Hör auf, verdammt! Willst du schon wieder etwas ruinieren? Du kannst nicht einmal ein mickriges Apartment durchsuchen, ohne etwas kaputt zu machen!

»Ja, schon gut, ist ja nichts passiert.« Verärgert hockte sich Lea auf den feuchten Fliesenboden und starrte vor sich hin.

Und jetzt?

»Lass mich nachdenken.« Die Wand des Whirlpools war mit denselben weißen Kacheln wie der Boden verfliest. Vor der Fliese, hinter der sich der Putzschacht mit dem Abfluss verbarg, war der Boden zerkratzt. Außerdem befand sich hier eine Schmutzspur. Sie kroch darauf zu und drückte auf die lose Fliese in der Wand.
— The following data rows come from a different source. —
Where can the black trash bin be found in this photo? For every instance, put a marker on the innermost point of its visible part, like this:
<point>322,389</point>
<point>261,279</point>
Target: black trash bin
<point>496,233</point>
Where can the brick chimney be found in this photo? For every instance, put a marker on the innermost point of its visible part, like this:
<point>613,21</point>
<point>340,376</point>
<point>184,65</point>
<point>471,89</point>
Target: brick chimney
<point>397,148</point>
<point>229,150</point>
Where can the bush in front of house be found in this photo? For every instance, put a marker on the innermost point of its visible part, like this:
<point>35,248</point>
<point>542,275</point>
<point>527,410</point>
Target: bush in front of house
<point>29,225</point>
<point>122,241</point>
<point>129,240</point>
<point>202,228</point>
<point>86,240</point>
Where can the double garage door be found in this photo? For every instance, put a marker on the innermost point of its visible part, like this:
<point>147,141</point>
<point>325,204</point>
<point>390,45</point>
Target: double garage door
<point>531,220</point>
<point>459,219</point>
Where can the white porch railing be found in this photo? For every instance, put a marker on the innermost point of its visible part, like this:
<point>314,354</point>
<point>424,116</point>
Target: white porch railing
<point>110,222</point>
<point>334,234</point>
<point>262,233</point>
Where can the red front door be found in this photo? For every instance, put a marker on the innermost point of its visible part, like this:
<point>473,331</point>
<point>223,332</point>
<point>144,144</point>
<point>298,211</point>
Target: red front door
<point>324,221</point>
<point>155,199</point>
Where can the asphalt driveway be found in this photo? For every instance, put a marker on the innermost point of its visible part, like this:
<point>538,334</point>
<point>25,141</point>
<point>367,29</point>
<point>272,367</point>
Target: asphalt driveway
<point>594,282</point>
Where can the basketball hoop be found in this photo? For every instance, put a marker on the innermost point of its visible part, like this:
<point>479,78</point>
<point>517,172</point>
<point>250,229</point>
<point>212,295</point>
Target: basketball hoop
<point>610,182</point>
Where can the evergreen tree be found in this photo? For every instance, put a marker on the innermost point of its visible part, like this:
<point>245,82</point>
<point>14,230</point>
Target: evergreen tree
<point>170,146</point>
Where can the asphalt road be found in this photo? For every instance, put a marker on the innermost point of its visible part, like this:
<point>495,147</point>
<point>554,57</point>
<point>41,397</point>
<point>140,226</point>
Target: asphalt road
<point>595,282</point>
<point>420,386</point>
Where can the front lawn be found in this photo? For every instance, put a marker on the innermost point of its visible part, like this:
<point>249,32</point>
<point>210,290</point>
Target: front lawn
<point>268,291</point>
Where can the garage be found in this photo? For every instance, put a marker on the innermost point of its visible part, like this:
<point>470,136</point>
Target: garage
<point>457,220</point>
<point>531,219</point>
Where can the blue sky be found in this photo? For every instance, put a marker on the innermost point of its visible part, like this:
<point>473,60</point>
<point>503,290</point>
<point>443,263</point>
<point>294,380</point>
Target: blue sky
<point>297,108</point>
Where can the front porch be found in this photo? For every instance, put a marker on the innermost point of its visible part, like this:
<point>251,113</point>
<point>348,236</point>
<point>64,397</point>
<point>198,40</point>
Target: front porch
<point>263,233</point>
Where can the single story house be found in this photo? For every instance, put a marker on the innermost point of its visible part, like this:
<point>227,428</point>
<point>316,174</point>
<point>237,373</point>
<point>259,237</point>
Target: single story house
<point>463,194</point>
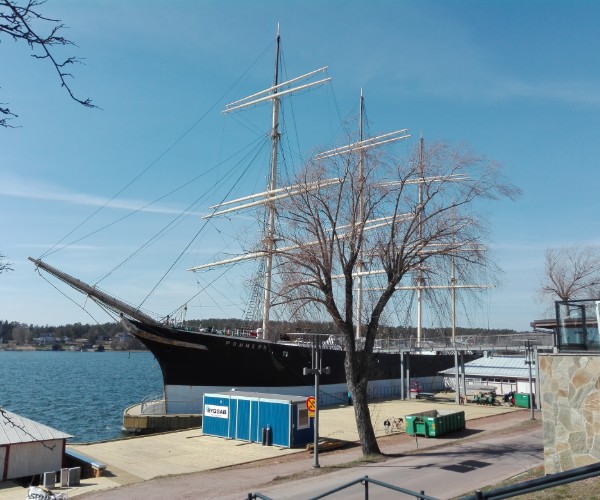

Du glaubst doch nicht wirklich, dass dein Brief da drinnen versteckt ist?

»Wer weiß?« Sie popelte die Fliese aus der Wand, stellte sie zur Seite, beugte sich tiefer und starrte in den dunklen Hohlraum, sah aber nur Staub, Spinnweben, Edelstahlrohre und ein Absperrventil.

Wie verzweifelt muss man sein, dass … Moment mal!

»Hab’s schon gesehen.«

Im Licht, das durch das Milchglasfenster ins Bad fiel, funkelte weiter hinten etwas im Schacht.

Lea griff tief hinein, ertastete mehrere kleine harte Gegenstände und zog sie heraus. Ringe, eine Halskette und rote Ohrringe. Schön verarbeitet mit teuren Rubinen. Im gleichen Moment wusste sie, wem dieser Schmuck gehörte. Besser gesagt: Gehört hatte! Käthe van Zwieten, der netten älteren Dame aus der Schweiz.

O Mann , meldete sich Camilla zu Wort. Ramona hat die Frau bestohlen und umgebracht.

»Und Pacula arbeitet mit ihr zusammen.«

Wie Bonnie und Clyde.

»Während er seine Workshops hält, beklaut sie die Urlauber.«

Wusste ich es doch! Er kam mir von Anfang an nicht wie ein richtiger Mentalcoach vor. Bestimmt war es Ramona, die unser Apartment durchwühlt hat.

»Und warum hat sie nichts gestohlen? Immerhin hat diese Person auch unseren Safe geöffnet.«

Keine Ahnung.

»Ist ja auch egal …«, murmelte Lea. Dann fiel ihr Quintanas Visitenkarte ein. Möglicherweise würde die sich doch noch als nützlich erweisen.